Para ele, não basta sair distribuindo as músicas para as mais de 200 lojas digitais e digital service providers (DSPs), como Sportify, Apple, Amazon e YouTube Music. Cada artista, cada obra, exige uma abordagem diferente, em cada plataforma.
No início, como eram apenas três pessoas, seria impossível tentar trazer uma grande número de artistas para a Altafonte. Então, todos da equipe passaram a decidir com quem gostariam de trabalhar – o que acontece até hoje, quando o time está perto de chegar a 16 funcionários.
Nas grandes gravadoras, conta, a palavra final cabe única e exclusivamente ao presidente ou, no máximo, a um vice-presidente. Quem está no dia a dia com os artistas, os label managers, não tem nenhum poder decisão. E, muitas vezes, conta o executivo, eles se veem obrigados a gerenciar a carreira de pessoas com as quais não têm afinidade.
A curadoria da Altafonte torna as operações da distribuidora mais customizadas. E isso tem atraído a atenção do mercado. De novo, há de se levar em conta a história de Schiavo na indústria da música.
“Mesmo tendo ficado fora do mercado por três anos, fiquei surpreso com o modo com quem fui acolhido em minha volta, com a Altafonte”, diz ele. “E isso graças às relações da vida inteira com artistas e empresários.”
Os telefonemas de Flora Gil e Marcelo D2
O telefonema de Flora Gil, empresária de Gilberto Gil, foi um marco. Eles haviam trabalhados juntos no álbum “Sambas”, um dos últimos projetos de Schiavo na Sony, em 2015. Quando ela soube que o executivo estava na Altafonte, ligou para dizer que estava feliz por ter alguém de confiança em uma distribuidora.
Outro episódio digno de nota aconteceu com o rapper Marcelo D2. Sem saber da ida de Schiavo para a Altafonte, ele procurou o executivo: “Preciso falar com você. Onde você está? O que está fazendo? Só espero que não esteja em uma major.” Assim, a distribuidora foi, como diz o executivo, brindada com Gil e Marcelo D2.
Aí, os outros foram chegando.... Liniker, Arnaldo Antunes, Armandinho, Lenine, Criolo, Baco Exu do Blues, Bala Desejo, Duda Beat, BaianaSystem, BK, Black Alien, Delacruz, Huff, Hamilton Buarque, Silvana Estrada, Gabriel do Borel e Alok com seu Controversia.
Duas centenas de artistas e selos: da MPB ao rap, da bossa nova ao sertanejo, do hip hop ao reggae. No ano passado, das 26 indicações ao Grammy Latino, os “parceiros” da Altafonte levaram oito prêmios.

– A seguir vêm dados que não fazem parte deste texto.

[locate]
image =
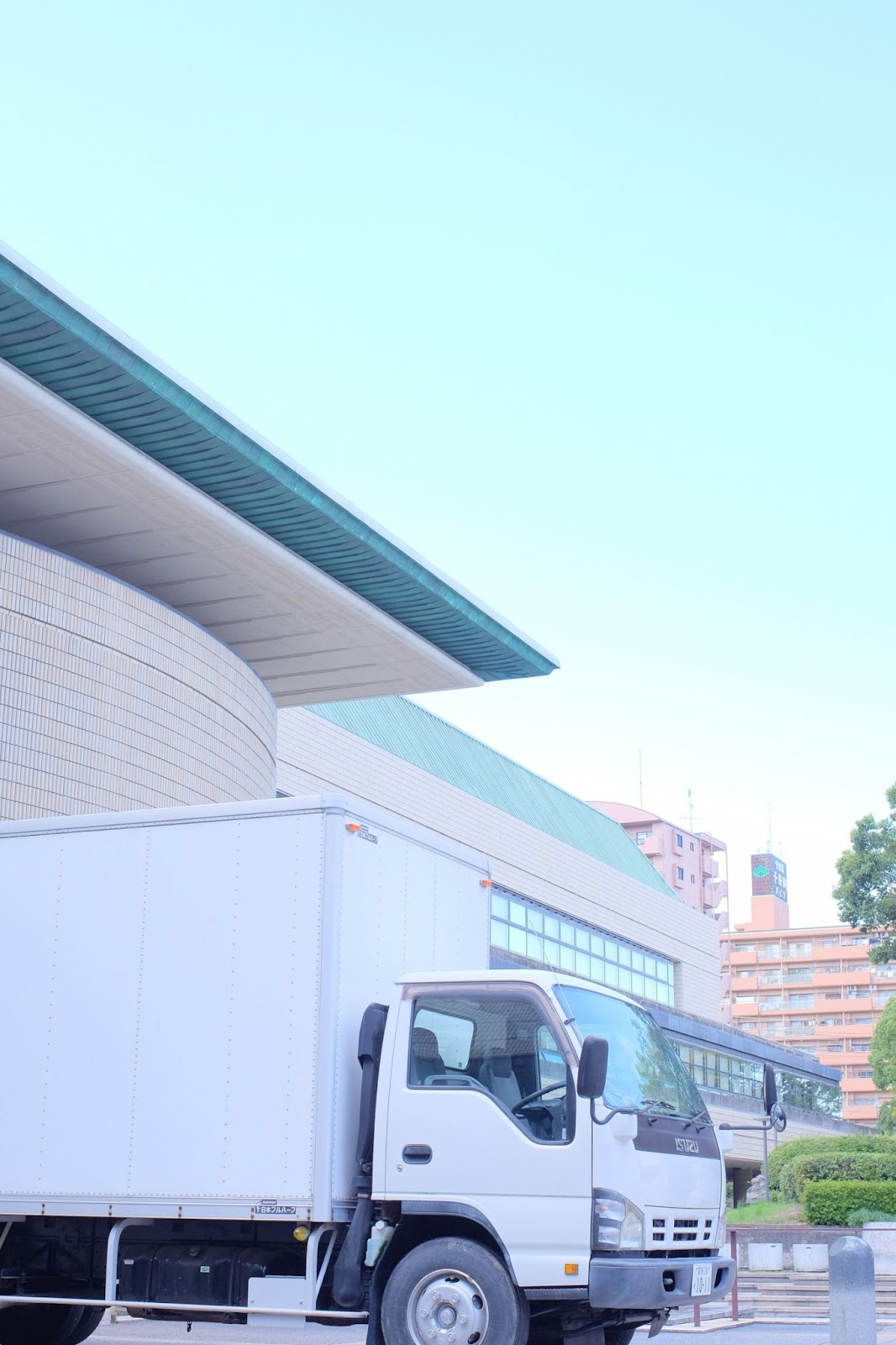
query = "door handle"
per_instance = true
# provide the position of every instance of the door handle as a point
(416, 1153)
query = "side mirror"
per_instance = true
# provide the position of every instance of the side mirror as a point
(593, 1067)
(770, 1089)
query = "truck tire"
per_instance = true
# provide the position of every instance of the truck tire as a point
(91, 1318)
(452, 1289)
(40, 1324)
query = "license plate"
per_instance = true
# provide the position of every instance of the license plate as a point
(701, 1281)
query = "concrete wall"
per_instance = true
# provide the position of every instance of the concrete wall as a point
(111, 699)
(315, 755)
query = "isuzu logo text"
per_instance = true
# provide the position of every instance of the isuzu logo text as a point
(687, 1147)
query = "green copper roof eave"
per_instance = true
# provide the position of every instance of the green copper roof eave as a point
(424, 740)
(73, 356)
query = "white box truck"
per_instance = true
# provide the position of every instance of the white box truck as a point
(255, 1067)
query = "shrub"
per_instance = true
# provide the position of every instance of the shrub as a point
(781, 1161)
(868, 1216)
(837, 1201)
(842, 1167)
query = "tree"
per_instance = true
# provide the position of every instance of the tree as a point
(865, 894)
(883, 1052)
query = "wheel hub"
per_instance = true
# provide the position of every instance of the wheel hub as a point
(447, 1309)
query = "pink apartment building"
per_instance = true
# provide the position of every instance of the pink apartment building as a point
(685, 858)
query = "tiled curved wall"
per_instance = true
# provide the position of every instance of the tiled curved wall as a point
(109, 699)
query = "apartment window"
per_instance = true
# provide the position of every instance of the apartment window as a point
(525, 931)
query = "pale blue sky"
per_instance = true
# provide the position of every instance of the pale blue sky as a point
(593, 304)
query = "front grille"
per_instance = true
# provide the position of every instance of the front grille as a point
(667, 1231)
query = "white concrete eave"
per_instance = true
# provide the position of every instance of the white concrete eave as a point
(73, 486)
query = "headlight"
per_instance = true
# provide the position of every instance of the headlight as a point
(616, 1224)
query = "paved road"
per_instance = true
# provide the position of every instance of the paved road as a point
(161, 1333)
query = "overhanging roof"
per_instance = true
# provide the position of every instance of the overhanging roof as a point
(443, 750)
(53, 490)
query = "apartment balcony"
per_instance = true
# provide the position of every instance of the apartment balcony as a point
(858, 1086)
(844, 1004)
(821, 954)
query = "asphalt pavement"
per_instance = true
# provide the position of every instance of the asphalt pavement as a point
(129, 1332)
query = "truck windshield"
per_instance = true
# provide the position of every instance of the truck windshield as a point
(643, 1069)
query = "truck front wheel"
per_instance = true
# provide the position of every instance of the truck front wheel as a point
(452, 1291)
(38, 1324)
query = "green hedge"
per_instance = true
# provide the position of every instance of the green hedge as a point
(783, 1158)
(840, 1168)
(837, 1201)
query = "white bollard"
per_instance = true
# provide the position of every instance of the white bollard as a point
(851, 1293)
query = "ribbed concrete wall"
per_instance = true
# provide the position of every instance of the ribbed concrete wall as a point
(111, 699)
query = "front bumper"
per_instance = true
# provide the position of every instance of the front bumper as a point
(634, 1282)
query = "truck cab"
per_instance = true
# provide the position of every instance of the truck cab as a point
(603, 1197)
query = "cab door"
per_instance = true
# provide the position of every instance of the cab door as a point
(483, 1116)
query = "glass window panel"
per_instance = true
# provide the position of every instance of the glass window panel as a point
(535, 947)
(499, 934)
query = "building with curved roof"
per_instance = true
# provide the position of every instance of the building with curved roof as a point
(168, 578)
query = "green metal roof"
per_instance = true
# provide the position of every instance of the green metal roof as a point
(49, 336)
(424, 740)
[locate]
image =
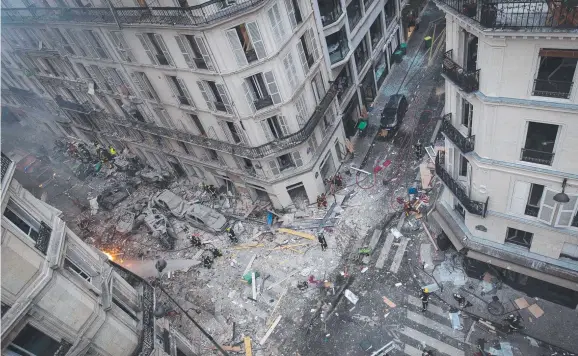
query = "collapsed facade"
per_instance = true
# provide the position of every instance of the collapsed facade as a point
(243, 94)
(511, 104)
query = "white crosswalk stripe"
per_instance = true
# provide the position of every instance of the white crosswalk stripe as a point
(432, 342)
(428, 326)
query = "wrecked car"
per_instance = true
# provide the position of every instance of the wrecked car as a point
(160, 228)
(197, 215)
(113, 195)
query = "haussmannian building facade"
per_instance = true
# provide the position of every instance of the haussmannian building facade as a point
(61, 296)
(253, 94)
(511, 128)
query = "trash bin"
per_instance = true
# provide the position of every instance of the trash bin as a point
(397, 56)
(427, 41)
(403, 48)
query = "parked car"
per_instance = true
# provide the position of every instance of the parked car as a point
(393, 113)
(197, 215)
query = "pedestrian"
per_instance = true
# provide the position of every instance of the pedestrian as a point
(424, 299)
(322, 241)
(231, 235)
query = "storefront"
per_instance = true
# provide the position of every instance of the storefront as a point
(368, 91)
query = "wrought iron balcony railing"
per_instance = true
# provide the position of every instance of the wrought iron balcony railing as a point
(198, 15)
(467, 81)
(552, 88)
(465, 144)
(267, 149)
(263, 102)
(472, 206)
(536, 156)
(69, 105)
(518, 14)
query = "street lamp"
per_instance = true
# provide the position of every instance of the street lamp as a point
(562, 197)
(160, 266)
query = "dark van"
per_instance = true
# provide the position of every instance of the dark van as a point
(393, 113)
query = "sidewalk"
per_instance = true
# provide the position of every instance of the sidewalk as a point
(400, 73)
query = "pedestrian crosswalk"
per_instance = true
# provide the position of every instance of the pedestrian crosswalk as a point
(430, 330)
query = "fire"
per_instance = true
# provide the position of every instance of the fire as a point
(109, 255)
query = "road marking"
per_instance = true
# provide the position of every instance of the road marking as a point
(412, 351)
(399, 255)
(431, 307)
(375, 239)
(384, 251)
(431, 342)
(434, 325)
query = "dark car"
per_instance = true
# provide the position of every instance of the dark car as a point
(393, 113)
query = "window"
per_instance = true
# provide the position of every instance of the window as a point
(95, 45)
(194, 50)
(330, 11)
(290, 71)
(276, 23)
(555, 73)
(122, 48)
(261, 91)
(534, 197)
(31, 341)
(22, 220)
(215, 95)
(294, 12)
(361, 55)
(180, 91)
(519, 237)
(354, 13)
(198, 124)
(246, 42)
(275, 127)
(467, 114)
(68, 264)
(376, 32)
(156, 49)
(539, 146)
(144, 86)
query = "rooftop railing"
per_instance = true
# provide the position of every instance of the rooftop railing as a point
(198, 15)
(516, 14)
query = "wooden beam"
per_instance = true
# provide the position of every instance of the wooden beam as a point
(297, 233)
(248, 348)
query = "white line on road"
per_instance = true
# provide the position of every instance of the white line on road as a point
(434, 325)
(431, 342)
(384, 251)
(411, 351)
(432, 308)
(399, 255)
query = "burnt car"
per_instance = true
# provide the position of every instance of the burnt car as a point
(393, 113)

E, pensar que o convite para ir para a Altafonte foi cheio de idas e vindas. A primeira conversa entre Schiavo e Nando Luaces foi por vídeo chamada. O brasileiro ficou animado com a proposta de ser consultor da empresa.
No dia seguinte, no entanto, o CEO voltou atrás: “Não é o momento. Você veio de um lugar muito grande e nós somos muito pequenos”. Ao que o Schiavo respondeu ter ficado triste – “mas a empresa é sua, você decide”.
Mais dois dias, um novo contato e Luaces chamou Schiavo para ir a Madri. “Fiquei com o pé atrás: ‘Esse espanhol é maluco. E se esse maluco me manda embora? Não vou manchar minha carreira”. Mas, sendo quem é, o homem dos desafios não poderia deixar passar. Fez as malas e foi.
Os dois conversaram e, no final da tarde, Luaces foi taxativo: consultoria era pouco, Schiavo deveria ter um cargo na Altafonte. O resto é história.